In the war for fans, authenticity was the first casualty, and the weapons deployed were sweepstakes, giveaways, contests and social game freebies. Einstein Bagels gave every new Facebook fan a free bagel, and it garnered a 7,000% increase in Facebook fans in just three days; perhaps a few of these folks were already fans--in the true sense of the word--but the vast majority had no affinity for the brand and were simply bought with a $1.10 bagel. Gerber deployed a baby photo contest in which those who wanted to vote for a friend's or relative's baby were required to become fans of the brand, regardless of whether they ever purchased a product from or had any relationship with Gerber. And Farmers Insurance gave away a freebie to Farmville players and set "the Guinness World Record for most 'likes' in a 24-hour period." (Does anyone else feel a bit queasy realizing there is a Guinness World Record for collecting "fans" that have absolutely no relationship with the brand? I wonder if Bernie Madoff gets his name included in the Guinness book for tricking the largest number of people with a Ponzi scheme.)

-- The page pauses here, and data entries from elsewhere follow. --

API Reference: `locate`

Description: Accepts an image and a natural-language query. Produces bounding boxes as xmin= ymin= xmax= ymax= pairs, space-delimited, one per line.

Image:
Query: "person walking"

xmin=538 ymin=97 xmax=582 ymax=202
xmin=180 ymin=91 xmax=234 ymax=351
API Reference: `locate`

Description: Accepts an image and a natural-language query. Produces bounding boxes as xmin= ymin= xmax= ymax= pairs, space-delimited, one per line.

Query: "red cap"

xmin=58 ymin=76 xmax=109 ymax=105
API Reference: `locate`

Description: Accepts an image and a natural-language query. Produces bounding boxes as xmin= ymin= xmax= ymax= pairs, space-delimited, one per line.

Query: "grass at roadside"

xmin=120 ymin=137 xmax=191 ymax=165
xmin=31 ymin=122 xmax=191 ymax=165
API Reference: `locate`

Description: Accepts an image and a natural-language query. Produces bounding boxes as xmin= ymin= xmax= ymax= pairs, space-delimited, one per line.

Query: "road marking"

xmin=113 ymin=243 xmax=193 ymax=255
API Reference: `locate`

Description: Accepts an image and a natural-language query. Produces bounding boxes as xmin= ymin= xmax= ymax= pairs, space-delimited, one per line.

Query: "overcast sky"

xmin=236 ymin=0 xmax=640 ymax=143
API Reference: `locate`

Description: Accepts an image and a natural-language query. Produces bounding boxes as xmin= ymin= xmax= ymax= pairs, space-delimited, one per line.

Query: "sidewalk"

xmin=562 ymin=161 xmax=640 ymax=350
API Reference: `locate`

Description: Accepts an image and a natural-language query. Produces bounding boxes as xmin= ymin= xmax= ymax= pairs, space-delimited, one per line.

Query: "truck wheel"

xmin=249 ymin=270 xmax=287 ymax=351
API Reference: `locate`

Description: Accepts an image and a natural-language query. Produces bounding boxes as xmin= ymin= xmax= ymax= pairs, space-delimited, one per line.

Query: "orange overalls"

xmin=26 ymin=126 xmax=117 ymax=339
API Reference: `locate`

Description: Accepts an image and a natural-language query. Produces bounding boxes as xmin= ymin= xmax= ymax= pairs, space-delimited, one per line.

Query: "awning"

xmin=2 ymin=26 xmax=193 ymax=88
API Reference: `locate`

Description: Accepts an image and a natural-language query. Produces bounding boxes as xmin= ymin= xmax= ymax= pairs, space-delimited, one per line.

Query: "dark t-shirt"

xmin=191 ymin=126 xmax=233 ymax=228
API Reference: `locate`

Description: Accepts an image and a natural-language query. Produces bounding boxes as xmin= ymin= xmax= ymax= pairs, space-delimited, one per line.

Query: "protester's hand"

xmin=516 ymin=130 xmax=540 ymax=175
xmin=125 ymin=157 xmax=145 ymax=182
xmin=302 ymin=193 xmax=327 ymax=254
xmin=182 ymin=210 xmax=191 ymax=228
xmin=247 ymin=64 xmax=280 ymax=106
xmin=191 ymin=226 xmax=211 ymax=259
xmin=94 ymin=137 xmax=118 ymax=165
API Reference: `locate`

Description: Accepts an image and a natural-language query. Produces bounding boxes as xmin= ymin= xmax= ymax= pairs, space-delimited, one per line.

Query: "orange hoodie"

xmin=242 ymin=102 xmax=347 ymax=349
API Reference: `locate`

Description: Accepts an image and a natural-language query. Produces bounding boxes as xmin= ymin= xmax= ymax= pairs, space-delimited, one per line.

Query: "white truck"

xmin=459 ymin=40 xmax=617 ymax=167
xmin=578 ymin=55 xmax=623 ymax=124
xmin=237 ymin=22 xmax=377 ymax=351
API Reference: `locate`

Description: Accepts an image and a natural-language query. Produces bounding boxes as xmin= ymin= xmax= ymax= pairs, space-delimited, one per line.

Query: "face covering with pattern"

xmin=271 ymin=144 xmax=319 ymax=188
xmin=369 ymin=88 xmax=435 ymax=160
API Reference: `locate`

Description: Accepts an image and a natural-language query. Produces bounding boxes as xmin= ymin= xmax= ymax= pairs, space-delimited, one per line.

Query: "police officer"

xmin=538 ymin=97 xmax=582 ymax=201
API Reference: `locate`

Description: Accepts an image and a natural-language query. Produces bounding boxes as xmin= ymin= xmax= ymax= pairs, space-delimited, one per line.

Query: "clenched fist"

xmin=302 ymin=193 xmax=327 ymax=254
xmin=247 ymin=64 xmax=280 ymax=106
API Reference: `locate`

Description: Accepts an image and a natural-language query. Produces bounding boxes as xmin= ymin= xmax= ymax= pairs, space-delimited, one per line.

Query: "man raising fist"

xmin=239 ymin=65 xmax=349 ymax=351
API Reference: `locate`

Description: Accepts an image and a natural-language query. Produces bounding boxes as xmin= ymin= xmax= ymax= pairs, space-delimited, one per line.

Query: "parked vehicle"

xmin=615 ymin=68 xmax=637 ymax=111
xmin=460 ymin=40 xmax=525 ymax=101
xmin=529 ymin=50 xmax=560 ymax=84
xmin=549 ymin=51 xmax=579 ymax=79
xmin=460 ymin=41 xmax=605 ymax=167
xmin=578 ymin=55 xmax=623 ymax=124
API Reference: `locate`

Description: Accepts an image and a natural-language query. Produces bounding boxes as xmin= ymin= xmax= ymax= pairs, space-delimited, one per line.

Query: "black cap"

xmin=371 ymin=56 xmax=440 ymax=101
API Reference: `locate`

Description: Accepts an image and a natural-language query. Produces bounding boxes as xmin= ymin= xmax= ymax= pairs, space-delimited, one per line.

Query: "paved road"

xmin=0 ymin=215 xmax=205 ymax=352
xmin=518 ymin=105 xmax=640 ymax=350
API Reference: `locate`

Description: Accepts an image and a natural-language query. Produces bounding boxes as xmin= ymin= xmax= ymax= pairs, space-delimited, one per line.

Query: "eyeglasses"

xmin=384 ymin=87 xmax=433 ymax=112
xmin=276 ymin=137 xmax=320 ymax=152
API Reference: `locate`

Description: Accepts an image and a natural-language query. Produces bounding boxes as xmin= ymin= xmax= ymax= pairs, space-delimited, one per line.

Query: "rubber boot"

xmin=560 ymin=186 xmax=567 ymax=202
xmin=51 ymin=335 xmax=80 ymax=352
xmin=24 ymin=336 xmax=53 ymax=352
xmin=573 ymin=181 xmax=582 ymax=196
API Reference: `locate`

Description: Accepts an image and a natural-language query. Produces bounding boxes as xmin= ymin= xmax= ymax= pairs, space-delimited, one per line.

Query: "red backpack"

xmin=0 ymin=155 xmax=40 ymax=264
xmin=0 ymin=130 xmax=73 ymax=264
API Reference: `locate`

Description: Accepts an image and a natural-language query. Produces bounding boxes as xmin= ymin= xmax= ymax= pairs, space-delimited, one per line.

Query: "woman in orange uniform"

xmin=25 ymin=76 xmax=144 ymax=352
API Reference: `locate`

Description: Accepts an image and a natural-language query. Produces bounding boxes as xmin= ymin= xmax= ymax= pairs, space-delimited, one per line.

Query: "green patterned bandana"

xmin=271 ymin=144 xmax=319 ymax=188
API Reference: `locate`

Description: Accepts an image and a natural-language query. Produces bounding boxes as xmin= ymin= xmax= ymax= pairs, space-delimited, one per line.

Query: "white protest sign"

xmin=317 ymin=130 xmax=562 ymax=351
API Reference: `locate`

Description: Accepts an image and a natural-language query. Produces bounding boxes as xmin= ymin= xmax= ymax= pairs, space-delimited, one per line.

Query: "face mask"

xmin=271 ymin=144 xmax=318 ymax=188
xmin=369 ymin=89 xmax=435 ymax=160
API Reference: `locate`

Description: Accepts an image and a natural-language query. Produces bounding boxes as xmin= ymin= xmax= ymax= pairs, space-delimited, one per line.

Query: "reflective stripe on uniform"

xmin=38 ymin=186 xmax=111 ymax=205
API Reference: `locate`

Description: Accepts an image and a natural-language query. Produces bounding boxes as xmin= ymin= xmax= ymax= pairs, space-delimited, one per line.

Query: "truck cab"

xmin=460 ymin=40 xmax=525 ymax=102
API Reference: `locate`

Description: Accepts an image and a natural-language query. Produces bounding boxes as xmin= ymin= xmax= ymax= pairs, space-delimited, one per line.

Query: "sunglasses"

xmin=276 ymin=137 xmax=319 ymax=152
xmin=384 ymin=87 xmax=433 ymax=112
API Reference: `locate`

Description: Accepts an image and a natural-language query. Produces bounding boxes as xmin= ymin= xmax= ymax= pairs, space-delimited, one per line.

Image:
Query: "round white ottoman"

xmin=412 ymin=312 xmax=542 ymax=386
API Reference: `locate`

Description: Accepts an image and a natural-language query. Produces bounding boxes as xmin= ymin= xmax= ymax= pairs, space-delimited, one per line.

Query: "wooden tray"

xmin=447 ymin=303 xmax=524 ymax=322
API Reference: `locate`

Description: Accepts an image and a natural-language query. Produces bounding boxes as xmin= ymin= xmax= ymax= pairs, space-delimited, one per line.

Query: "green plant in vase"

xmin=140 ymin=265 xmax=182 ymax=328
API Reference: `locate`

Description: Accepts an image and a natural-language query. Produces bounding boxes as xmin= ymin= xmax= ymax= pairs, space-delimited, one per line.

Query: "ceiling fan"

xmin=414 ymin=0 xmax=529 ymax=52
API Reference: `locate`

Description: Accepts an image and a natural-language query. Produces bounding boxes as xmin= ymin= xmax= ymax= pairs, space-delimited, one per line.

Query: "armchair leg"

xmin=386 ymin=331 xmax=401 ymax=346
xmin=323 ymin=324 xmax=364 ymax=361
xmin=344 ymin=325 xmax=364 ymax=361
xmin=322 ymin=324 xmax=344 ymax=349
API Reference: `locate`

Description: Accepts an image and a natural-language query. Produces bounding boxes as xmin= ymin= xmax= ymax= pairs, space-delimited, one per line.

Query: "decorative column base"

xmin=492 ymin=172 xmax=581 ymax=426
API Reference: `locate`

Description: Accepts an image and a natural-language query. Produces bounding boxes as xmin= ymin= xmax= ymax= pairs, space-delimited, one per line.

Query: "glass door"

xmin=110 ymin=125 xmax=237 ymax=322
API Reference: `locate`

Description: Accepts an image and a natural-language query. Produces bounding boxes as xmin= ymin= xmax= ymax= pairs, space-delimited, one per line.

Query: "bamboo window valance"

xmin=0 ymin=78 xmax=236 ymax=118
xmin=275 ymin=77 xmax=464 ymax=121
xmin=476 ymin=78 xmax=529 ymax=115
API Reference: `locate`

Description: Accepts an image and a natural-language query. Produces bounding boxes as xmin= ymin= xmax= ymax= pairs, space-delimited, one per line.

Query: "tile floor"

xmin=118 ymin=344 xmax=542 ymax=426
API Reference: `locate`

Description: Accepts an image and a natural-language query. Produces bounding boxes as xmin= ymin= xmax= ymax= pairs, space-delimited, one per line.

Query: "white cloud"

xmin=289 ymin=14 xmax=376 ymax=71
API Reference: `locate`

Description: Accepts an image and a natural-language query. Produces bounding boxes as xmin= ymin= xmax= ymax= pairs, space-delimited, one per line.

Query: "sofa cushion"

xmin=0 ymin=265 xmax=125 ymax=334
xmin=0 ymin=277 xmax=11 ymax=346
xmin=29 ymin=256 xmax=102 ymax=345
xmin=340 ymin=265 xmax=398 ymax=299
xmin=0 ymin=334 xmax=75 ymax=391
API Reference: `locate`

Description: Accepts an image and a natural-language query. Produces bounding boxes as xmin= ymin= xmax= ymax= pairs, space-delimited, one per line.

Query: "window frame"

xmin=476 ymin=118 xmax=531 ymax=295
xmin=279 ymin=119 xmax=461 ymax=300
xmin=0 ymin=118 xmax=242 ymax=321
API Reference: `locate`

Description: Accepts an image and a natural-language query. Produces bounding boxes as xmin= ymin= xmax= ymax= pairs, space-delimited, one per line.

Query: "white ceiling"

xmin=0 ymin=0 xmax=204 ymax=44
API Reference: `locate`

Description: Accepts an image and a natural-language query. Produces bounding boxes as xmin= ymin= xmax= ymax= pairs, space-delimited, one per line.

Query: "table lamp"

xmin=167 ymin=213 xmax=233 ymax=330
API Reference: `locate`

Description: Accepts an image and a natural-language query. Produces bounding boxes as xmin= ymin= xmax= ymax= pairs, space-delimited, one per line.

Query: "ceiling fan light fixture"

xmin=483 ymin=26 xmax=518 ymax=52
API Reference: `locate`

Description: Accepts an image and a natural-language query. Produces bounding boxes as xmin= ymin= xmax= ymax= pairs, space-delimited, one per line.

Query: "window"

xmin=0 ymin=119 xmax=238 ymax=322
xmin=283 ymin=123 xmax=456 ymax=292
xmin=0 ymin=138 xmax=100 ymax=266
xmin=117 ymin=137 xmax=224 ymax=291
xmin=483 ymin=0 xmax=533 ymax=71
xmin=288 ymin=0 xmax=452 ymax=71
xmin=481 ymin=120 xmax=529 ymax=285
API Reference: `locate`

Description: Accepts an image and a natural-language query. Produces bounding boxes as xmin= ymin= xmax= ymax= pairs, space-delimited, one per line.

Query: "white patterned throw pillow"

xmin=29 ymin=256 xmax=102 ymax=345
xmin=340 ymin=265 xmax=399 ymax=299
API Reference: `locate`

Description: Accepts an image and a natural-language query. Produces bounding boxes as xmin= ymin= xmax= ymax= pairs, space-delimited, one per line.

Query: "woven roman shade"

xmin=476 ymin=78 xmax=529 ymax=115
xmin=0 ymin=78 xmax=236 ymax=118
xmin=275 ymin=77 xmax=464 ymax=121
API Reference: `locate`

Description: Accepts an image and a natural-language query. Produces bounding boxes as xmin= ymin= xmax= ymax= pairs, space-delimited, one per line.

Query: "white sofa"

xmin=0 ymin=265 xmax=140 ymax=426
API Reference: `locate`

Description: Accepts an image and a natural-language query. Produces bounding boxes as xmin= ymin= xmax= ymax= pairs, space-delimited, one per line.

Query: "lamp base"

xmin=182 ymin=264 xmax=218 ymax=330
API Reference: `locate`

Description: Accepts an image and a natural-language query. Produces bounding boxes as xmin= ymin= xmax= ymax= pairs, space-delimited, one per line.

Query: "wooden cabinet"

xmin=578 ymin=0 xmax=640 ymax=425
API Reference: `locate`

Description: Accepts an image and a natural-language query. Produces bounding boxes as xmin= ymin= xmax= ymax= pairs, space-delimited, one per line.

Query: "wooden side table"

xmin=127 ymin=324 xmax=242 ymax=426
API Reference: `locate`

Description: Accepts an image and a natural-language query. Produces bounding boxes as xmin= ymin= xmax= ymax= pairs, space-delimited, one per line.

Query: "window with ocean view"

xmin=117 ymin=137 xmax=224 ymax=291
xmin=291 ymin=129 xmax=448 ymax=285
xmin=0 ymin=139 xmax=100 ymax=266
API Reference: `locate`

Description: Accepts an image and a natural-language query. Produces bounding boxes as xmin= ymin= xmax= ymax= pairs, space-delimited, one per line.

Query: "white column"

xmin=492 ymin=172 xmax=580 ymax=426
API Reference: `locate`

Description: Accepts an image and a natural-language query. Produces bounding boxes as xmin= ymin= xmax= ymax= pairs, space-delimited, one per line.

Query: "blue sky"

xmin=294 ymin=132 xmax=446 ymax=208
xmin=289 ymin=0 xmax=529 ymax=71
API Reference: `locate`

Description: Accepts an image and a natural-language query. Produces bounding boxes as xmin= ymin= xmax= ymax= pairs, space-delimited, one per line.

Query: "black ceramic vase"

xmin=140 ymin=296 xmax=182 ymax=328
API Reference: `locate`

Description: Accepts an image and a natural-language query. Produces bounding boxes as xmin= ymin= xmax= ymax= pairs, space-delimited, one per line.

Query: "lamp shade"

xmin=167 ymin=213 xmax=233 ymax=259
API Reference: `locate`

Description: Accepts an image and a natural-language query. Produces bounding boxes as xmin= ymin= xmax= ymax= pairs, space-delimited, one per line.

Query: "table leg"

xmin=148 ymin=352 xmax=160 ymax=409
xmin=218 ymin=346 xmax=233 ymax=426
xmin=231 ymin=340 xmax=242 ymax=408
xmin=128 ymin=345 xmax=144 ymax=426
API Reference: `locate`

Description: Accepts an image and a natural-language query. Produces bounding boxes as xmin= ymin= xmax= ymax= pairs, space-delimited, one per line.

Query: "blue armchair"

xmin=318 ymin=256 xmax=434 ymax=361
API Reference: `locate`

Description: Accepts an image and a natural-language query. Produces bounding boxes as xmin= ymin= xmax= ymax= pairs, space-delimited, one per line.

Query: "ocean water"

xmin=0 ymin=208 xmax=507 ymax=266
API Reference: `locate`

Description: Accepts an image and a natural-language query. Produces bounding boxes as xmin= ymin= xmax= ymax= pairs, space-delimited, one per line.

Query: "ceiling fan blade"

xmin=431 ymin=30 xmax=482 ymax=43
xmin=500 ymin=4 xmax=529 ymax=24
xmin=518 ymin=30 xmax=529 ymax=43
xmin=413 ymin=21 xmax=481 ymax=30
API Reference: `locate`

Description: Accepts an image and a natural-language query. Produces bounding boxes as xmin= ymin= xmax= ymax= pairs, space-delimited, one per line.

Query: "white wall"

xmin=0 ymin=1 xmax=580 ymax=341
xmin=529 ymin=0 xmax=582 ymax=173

Weren't Facebook "fans" supposed to be authentic fans? According to the social media gurus, people who fanned a brand would be signalling their authentic affinity for it, and this genuine expression of brand love would ripple through trusted relationships in social networks, multiplying awareness and purchase intent from one consumer to the next to the next. This is not what happened for most brands, because most brands did not start with the most important thing: Fans with authentic affinity

No one benefited from the fact marketers used inauthentic means to amass meaningless fans. Although people could have gotten true value out of knowing which brands their friends love, today none of us can tell if our friends' likes were motivated by true brand advocacy or a Mafia Wars freebie. Marketers lost, as well. Thanks to EdgeRank, Facebook's algorithm to keep users' news feeds as interesting and sticky as possible, brands that accumulated disinterested fans failed to break through to most users' news feeds, and thus few "fans" ever see, much less engage with, brand status updates. The result is easy to see throughout Facebook--fan pages with huge fan counts but small ratios of them "talking about" the brands. Inauthentic fans cannot drive authentic engagement.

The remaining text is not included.